For my own notes. What follows is tedious paper + anthotype research.
I really didn’t expect this to do what it did.
The anthotype emulsion, for what ever reason, is very sensitive to the paper it is applied to. The color changes in response to pH and, because the color you start out with is the color you end up with, coating issues related to internal sizing of paper are magnified. Two papers that I have tried, Utrecht drawing and the washi paper from Kochi didn’t have enough size which created a problem with applying the emulsion evenly. It would soak through the paper before it could be spread out. Noticing that spilled emulsion would dry down beautifully on plastic spoons and varnished table surfaces, I decided to try something the exact opposite of an unsized paper, Yupo. This polystyrene sheet absorbs nothing.
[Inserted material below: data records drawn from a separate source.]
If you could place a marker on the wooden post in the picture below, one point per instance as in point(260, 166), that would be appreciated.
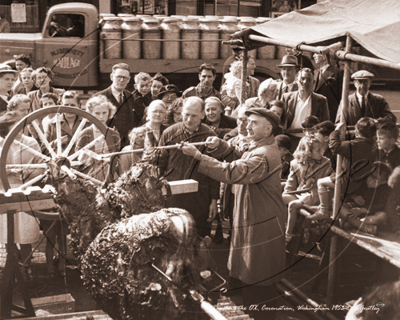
point(244, 76)
point(337, 195)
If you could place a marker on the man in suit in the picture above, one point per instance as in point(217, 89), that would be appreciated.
point(328, 82)
point(363, 103)
point(123, 120)
point(7, 78)
point(304, 103)
point(289, 68)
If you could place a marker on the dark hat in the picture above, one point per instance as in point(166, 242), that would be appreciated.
point(8, 119)
point(362, 74)
point(269, 115)
point(283, 141)
point(5, 68)
point(169, 88)
point(288, 61)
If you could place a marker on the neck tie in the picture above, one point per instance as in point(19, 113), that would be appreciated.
point(363, 105)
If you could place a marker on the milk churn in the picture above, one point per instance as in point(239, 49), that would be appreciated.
point(266, 52)
point(209, 31)
point(191, 32)
point(151, 30)
point(227, 27)
point(111, 34)
point(171, 31)
point(131, 32)
point(247, 22)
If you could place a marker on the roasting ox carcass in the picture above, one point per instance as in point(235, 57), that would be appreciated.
point(121, 232)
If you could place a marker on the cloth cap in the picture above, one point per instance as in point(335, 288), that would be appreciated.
point(269, 115)
point(288, 61)
point(283, 141)
point(169, 88)
point(5, 68)
point(362, 74)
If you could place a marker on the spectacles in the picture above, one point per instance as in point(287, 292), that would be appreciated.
point(121, 78)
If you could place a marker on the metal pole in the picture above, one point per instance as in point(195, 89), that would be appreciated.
point(337, 195)
point(340, 54)
point(244, 76)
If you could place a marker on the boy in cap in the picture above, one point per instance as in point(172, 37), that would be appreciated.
point(7, 79)
point(363, 103)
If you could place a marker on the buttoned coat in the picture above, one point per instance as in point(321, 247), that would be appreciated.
point(319, 106)
point(376, 107)
point(123, 120)
point(257, 252)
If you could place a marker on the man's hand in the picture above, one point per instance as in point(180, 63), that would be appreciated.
point(213, 210)
point(212, 142)
point(190, 150)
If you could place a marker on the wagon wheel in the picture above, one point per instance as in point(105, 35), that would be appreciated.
point(68, 163)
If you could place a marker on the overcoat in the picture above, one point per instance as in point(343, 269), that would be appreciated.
point(257, 252)
point(177, 166)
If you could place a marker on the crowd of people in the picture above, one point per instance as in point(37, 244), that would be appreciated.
point(263, 160)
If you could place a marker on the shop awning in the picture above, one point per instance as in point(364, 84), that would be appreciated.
point(375, 25)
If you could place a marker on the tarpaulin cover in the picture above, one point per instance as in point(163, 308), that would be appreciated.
point(374, 24)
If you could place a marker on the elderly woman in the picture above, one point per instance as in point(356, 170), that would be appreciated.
point(26, 227)
point(42, 78)
point(174, 113)
point(155, 116)
point(266, 92)
point(216, 119)
point(103, 110)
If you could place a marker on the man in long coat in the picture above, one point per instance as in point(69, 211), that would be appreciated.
point(257, 252)
point(174, 165)
point(363, 103)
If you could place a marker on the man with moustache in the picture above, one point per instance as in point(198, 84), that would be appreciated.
point(123, 120)
point(176, 166)
point(257, 252)
point(363, 103)
point(205, 88)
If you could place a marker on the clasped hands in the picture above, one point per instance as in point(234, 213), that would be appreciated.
point(190, 150)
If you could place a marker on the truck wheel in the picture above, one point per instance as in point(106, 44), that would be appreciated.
point(56, 154)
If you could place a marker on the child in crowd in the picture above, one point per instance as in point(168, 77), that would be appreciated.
point(49, 99)
point(103, 110)
point(136, 138)
point(358, 159)
point(69, 121)
point(388, 152)
point(301, 189)
point(26, 80)
point(365, 208)
point(284, 144)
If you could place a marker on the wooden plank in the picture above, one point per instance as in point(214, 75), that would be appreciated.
point(386, 249)
point(183, 186)
point(94, 314)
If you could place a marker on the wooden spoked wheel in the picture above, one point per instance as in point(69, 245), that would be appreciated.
point(67, 162)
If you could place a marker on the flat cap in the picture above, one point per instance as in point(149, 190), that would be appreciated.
point(362, 74)
point(269, 115)
point(282, 140)
point(288, 61)
point(5, 68)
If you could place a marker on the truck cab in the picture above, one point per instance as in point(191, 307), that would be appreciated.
point(68, 44)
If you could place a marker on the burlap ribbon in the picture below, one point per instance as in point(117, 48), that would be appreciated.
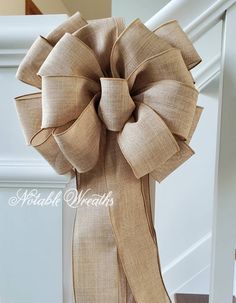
point(116, 105)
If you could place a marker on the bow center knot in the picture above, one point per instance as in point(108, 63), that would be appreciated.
point(116, 104)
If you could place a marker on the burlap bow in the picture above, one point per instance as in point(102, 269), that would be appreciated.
point(100, 80)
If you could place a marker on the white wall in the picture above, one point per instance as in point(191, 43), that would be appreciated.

You are basically pushing around a liquid until it dries. I was hoping it would dry dark like the spilled emulsion or the emulsion left on containers and spoons.
The Yupo was extremely frustrating. It separated the larger pieces of rose pigment that had made it through the coarse filter from the liquid creating a speckled look. Where there was lots of homogenous liquid, it appeared uneven and lighter than I had hoped.
Frustrated with my attempts to let gravity pull the liquid over the surface of the Yupo, I went back to my dorm for dinner. I came back about two hours later to a lovely surprise. The emulsion had dried down darker. While it is still uneven and speckled, I am happy with the degree of color and will try once more with the Yupo, filtering the liquid through a finer mesh and perhaps applying the emulsion with a spray bottle.
A bit boring but a wonderful discovery to come back to after a day of limited success. It reminds me of the story of Marie and Pierre Curie returning to their lab at night following dinner to witness the beautiful glowing color of the room (from their research into radiation).